For real workflows, “looks good” is not enough.

```txt
define desired behavior
→ create test cases
→ run the agent
→ inspect failures
→ patch prompt / context / tools
→ repeat
```

A good judge grades **one dimension only**:

```txt
Grade only: source faithfulness
Rubric:
0 = unsupported
1 = partially supported
2 = correctly supported
3 = correct + exact quote

Return:
- score
- evidence quote
- brief reason
- unknown: true/false
```

## Quick rules

## Sources

- [Anthropic: Effective context engineering for AI agents](https://www.anthropic.com/engineering/effective-context-engineering-for-ai-agents)
- [LangChain: The rise of context engineering](https://blog.langchain.com/the-rise-of-context-engineering/)
- [OpenAI GPT-5 prompting guide](https://developers.openai.com/cookbook/examples/gpt-5/gpt-5_prompting_guide)
- [Claude prompting best practices](https://platform.claude.com/docs/en/build-with-claude/prompt-engineering/claude-prompting-best-practices)
- [Google Gemini prompting strategies](https://ai.google.dev/gemini-api/docs/prompting-strategies)
- [Microsoft prompt engineering](https://learn.microsoft.com/en-us/azure/ai-services/openai/concepts/prompt-engineering)
- [DSPy docs](https://dspy.ai/)

## FAQ

### Is prompt engineering really dead in 2026?

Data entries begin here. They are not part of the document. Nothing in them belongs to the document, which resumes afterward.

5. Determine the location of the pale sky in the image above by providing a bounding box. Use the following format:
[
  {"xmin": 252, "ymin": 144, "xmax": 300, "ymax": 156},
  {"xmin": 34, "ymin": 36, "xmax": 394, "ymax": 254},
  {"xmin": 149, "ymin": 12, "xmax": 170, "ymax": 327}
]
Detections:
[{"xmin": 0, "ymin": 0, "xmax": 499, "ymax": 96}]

No, but it has matured. The focus shifted from clever wording to context engineering, tool design, structured outputs, and evals.

### What is context engineering?

Context engineering means deliberately choosing which information, tools, examples, memory, and rules the model sees — and which it does not.

### What is the fastest practical starting point?

Start with a task contract: role, task, context, constraints, output format, success criteria, and failure behavior.